Yes, fashionistas will cling to every word, want to know the gossip and be intrigued by how Halston dealt with homophobia back in the day. But, even if fashion is not your thing, this will be a lesson in Business 101 and a cautionary tale. What to do and what not to do.
It’s all here. The rise and fall. From Halston’s beginning as a milliner at Bergdorf Goodman, to creating Jackie Kennedy’s iconic pillbox hat. To starting his own brand and creating 30 active and very lucrative licenses. Then over-ambition, hubris—or fate—takes over. The historic partnership with JC Penny, which got a lot of pushback from the high fashion industry. His tenure as the CEO then an employee of Halston Enterprises. The downward business spiral that left him on the outside looking in.
This revealing film plays out almost like the story of old musicians from the ’60s or ’70s who sold the rights to their music, brand or name, only to be haunted by the royalties they lost and the control they surrendered. The difference? Not much. This story is about fashion. Same predicament. Same stink.
Famous jet setters abound—Liza Minnelli, Marisa Berenson, Pat Cleveland—and though the fast circle Halston ran in is intriguing, it’s not nearly as compelling as his Midwestern family life, business downfall and his battle against AIDS. His fire burned bright, but not forever.
Director Frédéric Tcheng has walked this runway before: Co-producer Valentino: The Last Emperor; co-director Diana Vreeland: The Eye Has to Travel: director Dior and I. His strength is working with editor Èlla Gasull Balada (The King) to assemble an impressive archive of photos, videos and interviews that shed light on a fashion impresario who, till this day, is recognized by just his last name. Does the director miss a stitch? Yes.

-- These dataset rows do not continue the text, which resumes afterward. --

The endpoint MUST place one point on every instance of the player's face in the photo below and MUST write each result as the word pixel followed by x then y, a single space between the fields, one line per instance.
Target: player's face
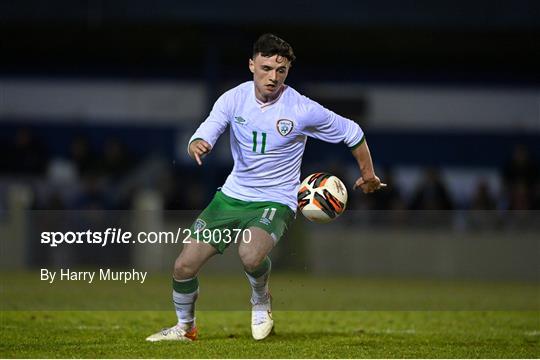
pixel 269 74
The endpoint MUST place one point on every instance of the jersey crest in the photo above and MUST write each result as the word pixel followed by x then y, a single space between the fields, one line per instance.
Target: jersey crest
pixel 284 126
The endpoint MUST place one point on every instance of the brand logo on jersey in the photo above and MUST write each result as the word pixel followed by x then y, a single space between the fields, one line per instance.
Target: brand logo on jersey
pixel 200 224
pixel 284 126
pixel 240 120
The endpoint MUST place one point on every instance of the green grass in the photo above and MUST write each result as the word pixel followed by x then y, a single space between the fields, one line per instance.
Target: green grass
pixel 451 320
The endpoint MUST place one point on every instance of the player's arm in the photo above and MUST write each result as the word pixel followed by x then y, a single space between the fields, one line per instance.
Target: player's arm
pixel 328 126
pixel 368 182
pixel 203 140
pixel 197 149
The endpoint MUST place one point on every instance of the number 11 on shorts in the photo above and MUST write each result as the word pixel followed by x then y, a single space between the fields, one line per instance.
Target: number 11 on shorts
pixel 268 215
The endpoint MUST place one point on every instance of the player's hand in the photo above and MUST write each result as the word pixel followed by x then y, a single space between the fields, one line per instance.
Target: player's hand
pixel 369 185
pixel 199 149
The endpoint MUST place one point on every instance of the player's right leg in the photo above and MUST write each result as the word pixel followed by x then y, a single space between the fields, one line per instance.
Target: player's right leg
pixel 185 290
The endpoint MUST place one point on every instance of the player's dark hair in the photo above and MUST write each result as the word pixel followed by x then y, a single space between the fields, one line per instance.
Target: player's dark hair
pixel 269 45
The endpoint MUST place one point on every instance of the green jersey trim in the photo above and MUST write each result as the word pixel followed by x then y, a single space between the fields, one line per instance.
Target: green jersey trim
pixel 358 143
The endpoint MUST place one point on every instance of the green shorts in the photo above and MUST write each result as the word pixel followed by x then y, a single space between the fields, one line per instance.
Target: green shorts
pixel 226 221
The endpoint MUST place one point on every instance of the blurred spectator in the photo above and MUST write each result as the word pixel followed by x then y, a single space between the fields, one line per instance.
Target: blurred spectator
pixel 482 198
pixel 82 156
pixel 521 178
pixel 388 198
pixel 116 159
pixel 521 169
pixel 28 155
pixel 431 193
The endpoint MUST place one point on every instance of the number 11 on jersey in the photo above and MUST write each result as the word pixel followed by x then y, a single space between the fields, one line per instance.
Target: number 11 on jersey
pixel 263 144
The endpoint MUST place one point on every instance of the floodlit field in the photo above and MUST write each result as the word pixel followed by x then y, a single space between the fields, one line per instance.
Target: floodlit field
pixel 481 320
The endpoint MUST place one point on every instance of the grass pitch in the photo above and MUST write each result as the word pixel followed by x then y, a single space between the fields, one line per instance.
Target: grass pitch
pixel 506 328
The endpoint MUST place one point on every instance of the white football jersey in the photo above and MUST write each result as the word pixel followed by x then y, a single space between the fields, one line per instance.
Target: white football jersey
pixel 268 140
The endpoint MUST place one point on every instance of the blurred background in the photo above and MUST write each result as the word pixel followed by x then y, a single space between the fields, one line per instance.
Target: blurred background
pixel 99 98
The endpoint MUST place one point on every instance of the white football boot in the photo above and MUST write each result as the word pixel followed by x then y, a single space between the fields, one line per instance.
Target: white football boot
pixel 262 323
pixel 175 333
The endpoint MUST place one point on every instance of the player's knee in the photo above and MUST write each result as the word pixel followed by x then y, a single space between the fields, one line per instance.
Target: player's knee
pixel 183 270
pixel 250 260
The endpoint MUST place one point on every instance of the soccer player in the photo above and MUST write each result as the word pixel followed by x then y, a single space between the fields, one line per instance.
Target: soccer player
pixel 269 125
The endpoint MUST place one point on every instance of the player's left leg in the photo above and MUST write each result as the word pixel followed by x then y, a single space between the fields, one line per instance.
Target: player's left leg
pixel 257 265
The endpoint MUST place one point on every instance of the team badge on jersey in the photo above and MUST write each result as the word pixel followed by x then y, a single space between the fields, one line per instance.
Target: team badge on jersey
pixel 284 126
pixel 200 224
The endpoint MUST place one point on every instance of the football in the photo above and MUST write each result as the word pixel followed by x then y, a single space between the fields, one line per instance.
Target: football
pixel 322 197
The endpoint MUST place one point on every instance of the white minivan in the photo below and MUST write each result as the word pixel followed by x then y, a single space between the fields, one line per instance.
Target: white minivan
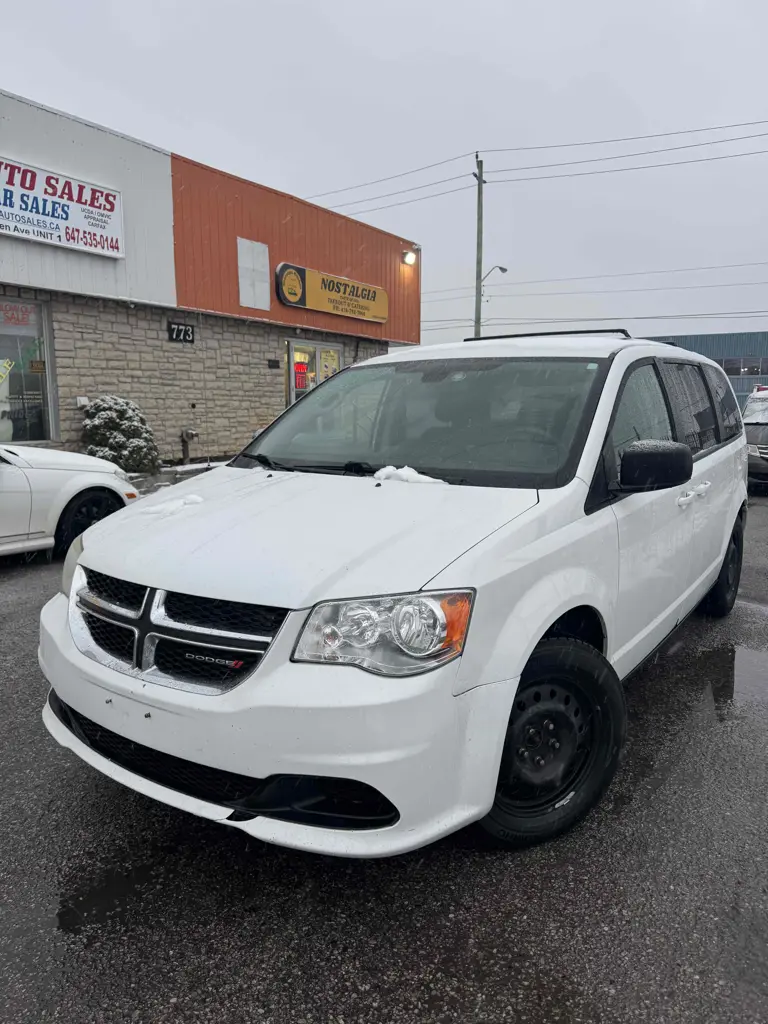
pixel 411 602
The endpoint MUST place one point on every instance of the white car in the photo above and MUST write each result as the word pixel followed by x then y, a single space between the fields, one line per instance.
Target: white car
pixel 410 604
pixel 48 498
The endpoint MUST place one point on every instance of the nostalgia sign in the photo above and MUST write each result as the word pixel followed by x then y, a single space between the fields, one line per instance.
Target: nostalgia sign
pixel 43 206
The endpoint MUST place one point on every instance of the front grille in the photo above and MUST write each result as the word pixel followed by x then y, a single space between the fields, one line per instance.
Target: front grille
pixel 230 616
pixel 312 800
pixel 213 665
pixel 113 620
pixel 116 640
pixel 117 592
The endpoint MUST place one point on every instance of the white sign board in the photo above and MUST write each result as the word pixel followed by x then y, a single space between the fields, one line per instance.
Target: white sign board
pixel 44 206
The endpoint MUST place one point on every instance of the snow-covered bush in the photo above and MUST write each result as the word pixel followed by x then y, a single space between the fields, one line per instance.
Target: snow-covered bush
pixel 115 428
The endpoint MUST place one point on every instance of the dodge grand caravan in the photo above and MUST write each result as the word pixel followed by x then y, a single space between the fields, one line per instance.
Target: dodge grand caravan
pixel 411 602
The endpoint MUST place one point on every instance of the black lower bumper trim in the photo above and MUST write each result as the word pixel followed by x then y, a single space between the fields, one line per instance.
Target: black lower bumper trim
pixel 311 800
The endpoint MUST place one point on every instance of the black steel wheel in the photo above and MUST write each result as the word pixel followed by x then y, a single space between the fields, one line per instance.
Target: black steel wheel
pixel 563 742
pixel 82 512
pixel 722 597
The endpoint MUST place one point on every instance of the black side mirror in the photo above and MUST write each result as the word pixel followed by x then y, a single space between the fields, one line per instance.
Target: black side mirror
pixel 655 465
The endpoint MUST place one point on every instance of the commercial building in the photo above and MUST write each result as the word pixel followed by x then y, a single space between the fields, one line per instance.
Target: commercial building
pixel 209 300
pixel 742 355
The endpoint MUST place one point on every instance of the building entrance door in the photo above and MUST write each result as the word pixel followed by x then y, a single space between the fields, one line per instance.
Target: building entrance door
pixel 309 365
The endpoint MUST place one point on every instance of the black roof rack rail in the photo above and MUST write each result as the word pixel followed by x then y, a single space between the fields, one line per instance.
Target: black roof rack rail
pixel 552 334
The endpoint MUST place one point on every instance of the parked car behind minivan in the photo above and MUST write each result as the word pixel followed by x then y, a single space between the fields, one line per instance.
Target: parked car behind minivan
pixel 411 602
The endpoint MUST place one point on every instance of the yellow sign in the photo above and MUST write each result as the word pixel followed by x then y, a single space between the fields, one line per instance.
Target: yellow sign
pixel 298 286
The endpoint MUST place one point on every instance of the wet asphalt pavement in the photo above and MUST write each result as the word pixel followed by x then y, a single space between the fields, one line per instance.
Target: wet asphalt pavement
pixel 115 908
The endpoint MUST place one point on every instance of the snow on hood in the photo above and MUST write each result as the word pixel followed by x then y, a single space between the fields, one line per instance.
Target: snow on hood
pixel 40 458
pixel 291 540
pixel 406 475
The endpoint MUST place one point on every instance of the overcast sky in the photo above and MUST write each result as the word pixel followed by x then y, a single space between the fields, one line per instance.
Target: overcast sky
pixel 308 96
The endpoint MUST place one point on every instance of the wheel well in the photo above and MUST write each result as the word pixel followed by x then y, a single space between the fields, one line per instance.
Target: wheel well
pixel 79 496
pixel 584 624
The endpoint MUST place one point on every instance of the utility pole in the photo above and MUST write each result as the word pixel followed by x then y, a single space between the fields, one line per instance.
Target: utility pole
pixel 478 261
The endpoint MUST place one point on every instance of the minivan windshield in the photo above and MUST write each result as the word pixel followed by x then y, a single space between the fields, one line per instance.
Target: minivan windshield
pixel 479 421
pixel 756 410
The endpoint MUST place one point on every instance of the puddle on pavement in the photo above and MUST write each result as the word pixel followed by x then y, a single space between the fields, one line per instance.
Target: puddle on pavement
pixel 676 700
pixel 105 901
pixel 744 680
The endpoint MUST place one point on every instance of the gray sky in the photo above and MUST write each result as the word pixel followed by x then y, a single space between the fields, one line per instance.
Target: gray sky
pixel 307 96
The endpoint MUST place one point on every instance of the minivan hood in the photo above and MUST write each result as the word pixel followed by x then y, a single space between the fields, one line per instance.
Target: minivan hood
pixel 290 540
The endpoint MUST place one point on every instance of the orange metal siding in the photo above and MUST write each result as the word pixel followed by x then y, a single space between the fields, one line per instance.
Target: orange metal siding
pixel 212 209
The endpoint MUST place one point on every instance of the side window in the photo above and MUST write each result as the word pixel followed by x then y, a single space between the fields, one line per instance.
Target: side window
pixel 725 400
pixel 641 414
pixel 691 403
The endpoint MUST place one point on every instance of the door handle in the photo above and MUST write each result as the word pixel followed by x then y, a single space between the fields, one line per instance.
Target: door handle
pixel 702 487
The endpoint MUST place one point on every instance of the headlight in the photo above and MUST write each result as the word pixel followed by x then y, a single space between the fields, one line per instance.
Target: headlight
pixel 390 636
pixel 76 550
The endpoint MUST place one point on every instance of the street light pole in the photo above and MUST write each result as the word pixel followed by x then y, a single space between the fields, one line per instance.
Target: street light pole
pixel 478 258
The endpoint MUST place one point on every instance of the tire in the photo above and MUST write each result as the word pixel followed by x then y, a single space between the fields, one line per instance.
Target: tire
pixel 722 597
pixel 568 695
pixel 82 512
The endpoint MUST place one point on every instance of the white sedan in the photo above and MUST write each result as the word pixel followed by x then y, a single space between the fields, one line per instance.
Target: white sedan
pixel 48 498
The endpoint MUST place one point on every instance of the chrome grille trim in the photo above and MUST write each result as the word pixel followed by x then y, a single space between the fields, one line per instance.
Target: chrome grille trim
pixel 99 602
pixel 88 646
pixel 160 616
pixel 83 602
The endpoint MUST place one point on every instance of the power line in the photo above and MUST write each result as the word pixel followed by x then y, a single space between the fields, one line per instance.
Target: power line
pixel 529 148
pixel 599 276
pixel 539 167
pixel 569 174
pixel 627 156
pixel 638 167
pixel 404 174
pixel 449 192
pixel 727 314
pixel 611 291
pixel 628 138
pixel 401 192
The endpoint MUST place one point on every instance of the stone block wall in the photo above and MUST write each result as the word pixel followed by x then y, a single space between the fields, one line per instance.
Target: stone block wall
pixel 220 386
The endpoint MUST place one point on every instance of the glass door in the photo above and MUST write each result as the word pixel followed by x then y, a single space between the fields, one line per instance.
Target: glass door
pixel 24 374
pixel 309 365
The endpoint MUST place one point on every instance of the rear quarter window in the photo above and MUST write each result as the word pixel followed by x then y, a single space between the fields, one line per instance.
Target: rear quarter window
pixel 725 401
pixel 690 404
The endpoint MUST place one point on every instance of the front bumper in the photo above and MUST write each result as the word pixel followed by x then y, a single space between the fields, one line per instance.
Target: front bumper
pixel 434 756
pixel 757 469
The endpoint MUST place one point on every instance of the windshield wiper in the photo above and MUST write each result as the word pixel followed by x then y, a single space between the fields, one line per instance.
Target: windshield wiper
pixel 266 462
pixel 358 468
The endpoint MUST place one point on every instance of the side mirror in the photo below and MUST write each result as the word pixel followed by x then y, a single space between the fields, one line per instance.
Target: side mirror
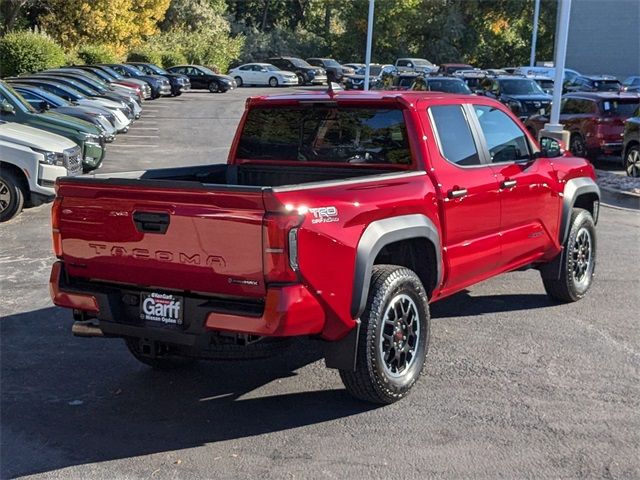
pixel 7 108
pixel 550 148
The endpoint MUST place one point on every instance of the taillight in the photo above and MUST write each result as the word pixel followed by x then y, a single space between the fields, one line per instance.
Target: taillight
pixel 55 227
pixel 280 243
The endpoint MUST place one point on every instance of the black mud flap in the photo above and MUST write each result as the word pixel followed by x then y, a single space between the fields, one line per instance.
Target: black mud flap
pixel 342 354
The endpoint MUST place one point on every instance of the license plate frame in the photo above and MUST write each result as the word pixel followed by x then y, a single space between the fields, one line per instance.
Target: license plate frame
pixel 162 308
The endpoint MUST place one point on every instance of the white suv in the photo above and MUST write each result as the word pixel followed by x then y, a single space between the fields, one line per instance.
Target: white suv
pixel 30 161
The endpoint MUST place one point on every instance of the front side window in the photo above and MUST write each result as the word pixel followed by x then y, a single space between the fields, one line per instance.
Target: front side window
pixel 506 142
pixel 454 135
pixel 325 134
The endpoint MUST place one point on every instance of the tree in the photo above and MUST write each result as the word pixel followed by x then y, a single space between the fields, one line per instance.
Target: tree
pixel 117 24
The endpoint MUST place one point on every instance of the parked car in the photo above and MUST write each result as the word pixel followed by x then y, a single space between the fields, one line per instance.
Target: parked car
pixel 160 86
pixel 568 77
pixel 473 78
pixel 42 100
pixel 441 84
pixel 280 242
pixel 109 74
pixel 117 111
pixel 420 65
pixel 335 71
pixel 82 88
pixel 31 160
pixel 132 95
pixel 595 120
pixel 356 81
pixel 14 108
pixel 631 145
pixel 631 84
pixel 545 83
pixel 451 68
pixel 594 83
pixel 262 74
pixel 203 78
pixel 180 83
pixel 523 96
pixel 307 74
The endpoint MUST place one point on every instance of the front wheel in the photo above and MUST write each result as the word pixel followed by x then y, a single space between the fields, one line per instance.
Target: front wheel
pixel 11 196
pixel 632 161
pixel 579 261
pixel 393 338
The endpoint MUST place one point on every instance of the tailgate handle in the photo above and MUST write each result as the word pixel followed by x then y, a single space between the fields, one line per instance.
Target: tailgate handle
pixel 151 222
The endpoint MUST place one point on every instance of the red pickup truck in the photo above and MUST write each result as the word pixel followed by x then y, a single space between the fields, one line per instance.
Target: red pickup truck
pixel 339 216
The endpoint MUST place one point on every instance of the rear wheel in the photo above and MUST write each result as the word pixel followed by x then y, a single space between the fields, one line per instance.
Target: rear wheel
pixel 11 195
pixel 579 262
pixel 157 355
pixel 393 338
pixel 632 161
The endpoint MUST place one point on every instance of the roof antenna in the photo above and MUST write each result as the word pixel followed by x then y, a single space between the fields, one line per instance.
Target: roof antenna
pixel 332 88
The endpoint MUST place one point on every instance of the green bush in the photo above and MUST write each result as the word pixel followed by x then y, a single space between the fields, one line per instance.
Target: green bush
pixel 91 54
pixel 146 55
pixel 169 59
pixel 27 52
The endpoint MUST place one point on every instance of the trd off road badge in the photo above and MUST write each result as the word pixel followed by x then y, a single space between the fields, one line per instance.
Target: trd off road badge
pixel 324 215
pixel 159 307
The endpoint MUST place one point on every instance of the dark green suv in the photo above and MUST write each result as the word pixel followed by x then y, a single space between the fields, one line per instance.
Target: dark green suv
pixel 14 108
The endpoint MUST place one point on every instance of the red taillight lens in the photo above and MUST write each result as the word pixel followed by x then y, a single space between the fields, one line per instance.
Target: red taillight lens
pixel 280 242
pixel 55 223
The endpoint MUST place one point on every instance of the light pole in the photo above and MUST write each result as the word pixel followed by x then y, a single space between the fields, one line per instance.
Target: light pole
pixel 534 33
pixel 369 38
pixel 554 129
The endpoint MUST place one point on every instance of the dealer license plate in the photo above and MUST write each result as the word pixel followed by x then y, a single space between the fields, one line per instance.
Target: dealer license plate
pixel 161 307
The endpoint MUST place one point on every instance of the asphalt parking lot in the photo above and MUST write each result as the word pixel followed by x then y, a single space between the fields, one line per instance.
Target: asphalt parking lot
pixel 515 385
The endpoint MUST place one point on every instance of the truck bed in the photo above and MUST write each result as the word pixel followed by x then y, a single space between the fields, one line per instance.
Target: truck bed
pixel 252 177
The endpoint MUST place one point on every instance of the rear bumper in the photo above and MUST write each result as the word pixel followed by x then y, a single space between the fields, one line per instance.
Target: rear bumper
pixel 286 311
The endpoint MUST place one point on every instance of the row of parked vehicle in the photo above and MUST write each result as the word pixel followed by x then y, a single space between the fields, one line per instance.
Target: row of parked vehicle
pixel 58 122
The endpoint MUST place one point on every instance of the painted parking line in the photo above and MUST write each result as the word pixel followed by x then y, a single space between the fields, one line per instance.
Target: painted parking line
pixel 111 147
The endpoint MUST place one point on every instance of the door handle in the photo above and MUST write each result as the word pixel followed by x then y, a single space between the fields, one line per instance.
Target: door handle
pixel 457 192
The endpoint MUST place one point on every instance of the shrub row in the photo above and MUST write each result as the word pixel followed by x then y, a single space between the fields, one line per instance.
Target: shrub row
pixel 27 51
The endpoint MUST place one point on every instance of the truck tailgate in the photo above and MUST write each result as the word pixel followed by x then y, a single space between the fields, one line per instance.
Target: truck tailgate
pixel 204 240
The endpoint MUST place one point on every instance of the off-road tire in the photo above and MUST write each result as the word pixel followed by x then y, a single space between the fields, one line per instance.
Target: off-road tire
pixel 371 381
pixel 632 161
pixel 11 194
pixel 566 288
pixel 168 361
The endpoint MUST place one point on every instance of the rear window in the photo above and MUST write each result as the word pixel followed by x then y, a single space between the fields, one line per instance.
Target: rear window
pixel 620 108
pixel 325 134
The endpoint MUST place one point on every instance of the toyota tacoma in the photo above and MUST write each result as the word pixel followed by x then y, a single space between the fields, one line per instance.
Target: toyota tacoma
pixel 339 216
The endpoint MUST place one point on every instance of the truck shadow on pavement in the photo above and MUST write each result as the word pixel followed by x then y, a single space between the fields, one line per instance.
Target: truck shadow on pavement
pixel 67 401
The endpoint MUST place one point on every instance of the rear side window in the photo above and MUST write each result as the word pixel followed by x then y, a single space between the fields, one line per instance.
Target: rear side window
pixel 454 135
pixel 325 134
pixel 505 140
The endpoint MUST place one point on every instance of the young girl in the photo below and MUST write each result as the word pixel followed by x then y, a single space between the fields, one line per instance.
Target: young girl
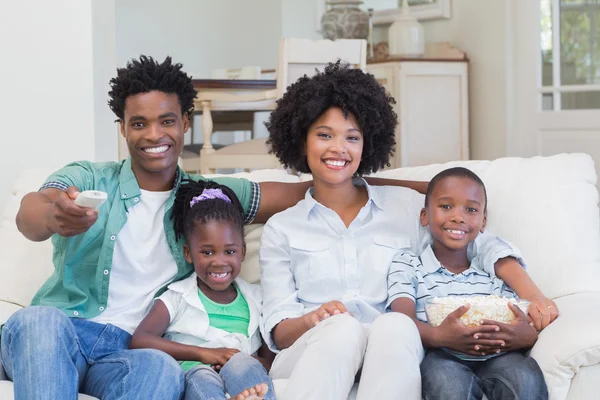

There is a fictional subplot involving a character, a pseudo archivist (Tavi Gevinson), rifling through files at Halston Enterprises to get the real scoop on the company and Halston. It’s a distracting device that was possibly designed to enhance the doc. It doesn’t. It’s an unnecessary sidetrack. Frivolous. But, not a faux pas that’s big enough to take viewers’ attention away from the core of the doc: Roy “Halston” Frowick, a young man from Idaho who became a fashion pioneer and died before his time.
The jazzy musical score by Stanley Clarke comes as a total surprise and adds a touch of class and hip sophistication. The visuals by cinematographer Chris W. Johnson work on multiple levels.
Halston thoughtfully captures both a meteoric rise and a dramatic fall to earth.